Queda exculpada –y aclamada– en la sinceridad: ese calculado estar en «esencia de verdad», aunque esta sea actuada o guionada, como algunos sospechan. No ser hipócrita; no pertenecer a ningún grupo; cortarse solo; avasallar con el volumen de la voz y la proximidad corporal. Un gesto antes que palabras; un ícono que ya se hizo reconocible en su cabeza rapada, su gestualidad intensa, su tonalidad blanquecina, antes que un símbolo o un texto.
Señalada como bruja blanca (de carácter maléfico, la que dejó a Narnia en un largo invierno) por sus detractores, Furia demostró una capacidad sorprendente para manejar el valor más preciado de la tevé: el timing.
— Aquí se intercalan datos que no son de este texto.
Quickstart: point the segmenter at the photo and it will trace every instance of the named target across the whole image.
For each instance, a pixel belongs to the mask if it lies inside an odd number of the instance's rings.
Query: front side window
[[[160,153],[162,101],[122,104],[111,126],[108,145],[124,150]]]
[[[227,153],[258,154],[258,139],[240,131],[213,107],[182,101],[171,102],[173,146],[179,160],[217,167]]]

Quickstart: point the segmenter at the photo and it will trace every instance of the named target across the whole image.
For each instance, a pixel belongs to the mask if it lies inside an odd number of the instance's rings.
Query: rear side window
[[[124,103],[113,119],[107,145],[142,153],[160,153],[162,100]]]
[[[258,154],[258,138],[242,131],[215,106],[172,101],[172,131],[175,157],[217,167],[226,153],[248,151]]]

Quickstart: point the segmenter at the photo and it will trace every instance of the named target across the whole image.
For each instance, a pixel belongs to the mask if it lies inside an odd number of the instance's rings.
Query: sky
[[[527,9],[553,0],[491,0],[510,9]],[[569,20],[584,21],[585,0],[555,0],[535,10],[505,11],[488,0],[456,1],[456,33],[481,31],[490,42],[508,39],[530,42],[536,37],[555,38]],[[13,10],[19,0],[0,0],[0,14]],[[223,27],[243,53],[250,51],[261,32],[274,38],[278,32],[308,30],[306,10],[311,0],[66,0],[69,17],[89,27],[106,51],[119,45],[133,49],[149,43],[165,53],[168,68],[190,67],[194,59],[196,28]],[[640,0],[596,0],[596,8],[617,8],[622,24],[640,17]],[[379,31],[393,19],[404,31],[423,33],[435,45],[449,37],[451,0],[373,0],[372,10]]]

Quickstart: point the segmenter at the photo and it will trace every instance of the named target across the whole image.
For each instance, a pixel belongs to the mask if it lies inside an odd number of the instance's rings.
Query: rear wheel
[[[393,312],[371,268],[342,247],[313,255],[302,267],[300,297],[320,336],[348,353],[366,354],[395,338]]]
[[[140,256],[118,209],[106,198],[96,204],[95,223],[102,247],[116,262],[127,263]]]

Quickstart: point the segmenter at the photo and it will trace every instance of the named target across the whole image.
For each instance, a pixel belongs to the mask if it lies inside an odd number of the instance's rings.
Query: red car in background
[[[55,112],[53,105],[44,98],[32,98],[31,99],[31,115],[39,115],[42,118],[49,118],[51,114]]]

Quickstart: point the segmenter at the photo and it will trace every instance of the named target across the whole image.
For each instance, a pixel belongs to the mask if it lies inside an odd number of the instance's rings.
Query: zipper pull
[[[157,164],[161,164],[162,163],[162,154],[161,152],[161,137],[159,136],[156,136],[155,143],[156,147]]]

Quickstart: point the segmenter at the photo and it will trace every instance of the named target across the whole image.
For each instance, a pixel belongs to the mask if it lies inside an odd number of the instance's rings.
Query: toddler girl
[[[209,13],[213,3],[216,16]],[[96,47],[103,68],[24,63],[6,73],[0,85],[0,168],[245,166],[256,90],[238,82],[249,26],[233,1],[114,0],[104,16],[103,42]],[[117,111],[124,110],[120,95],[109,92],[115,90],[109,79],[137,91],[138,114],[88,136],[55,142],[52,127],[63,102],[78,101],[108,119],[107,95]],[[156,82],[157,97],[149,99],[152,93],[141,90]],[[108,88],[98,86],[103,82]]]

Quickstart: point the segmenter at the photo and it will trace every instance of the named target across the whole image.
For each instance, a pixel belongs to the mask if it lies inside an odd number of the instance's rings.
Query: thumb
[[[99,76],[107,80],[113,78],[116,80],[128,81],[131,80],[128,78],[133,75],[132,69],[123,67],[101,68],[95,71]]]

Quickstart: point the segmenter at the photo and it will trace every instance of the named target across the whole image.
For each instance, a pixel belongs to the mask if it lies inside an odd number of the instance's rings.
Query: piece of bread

Se la ha visto en escenas corridas, en secuencias completas, prácticamente sin edición, desplazarse cambiando de interlocutor (del «fandom» al «Big»), y de la hermana a algún exparticipante cuyo amorío le duró poco, en monólogos gancheros a fuerza de violencia y amenazas. Siempre presentó la inalterable afirmación escénica, cual actriz experimentada, y el poder de penetrar la cámara con la mirada clara, y una agresividad inherente a cada músculo en tensión y cada inflexión forzada de la voz.
Su foro era la Casa, por la que iba y venía gesticulando, como en un gran anfiteatro televisado del cual era dueña y señora, y se lo hacía notar a sus compañeros con un argumento calcado una y otra vez: «Soy la protagonista. Me tenés envidia». «Oh, mother fucker. ¡Holaaa!», fue lo primero que dijo cuando entró al estudio hogareño.
«Soy mucho para esta Casa». De ahí en más no paró de representar su papel: ahí estaba el signo de su dominación, en su capacidad de sostener la actuación atrayendo la cámara con una composición crispada con banda sonora de rap-soul. Aro en la nariz cual mohicano, manchas azules sobre el pelo platinado y «a pelear el día a día».
Furia es lo raro, lo nuevo: que un personaje semejante entre y se masifique, que se salga de los moldes del «outsider» o el «mediático» de turno –esos perfiles degradados de la tevé vetusta– significa para ella eludir las maneras antiguas de la disfuncionalidad. Exaltada, opositiva, capaz de ganarse el repudio del 100% de los expulsados, Furia dislocó –como la política– los criterios binarios del siglo XX, hoy que nada está demasiado mal y se acabaron las dicotomías de una moral previa, que al menos en este formato ya no regula el deber ser, ni lo que está bien, ni lo que no.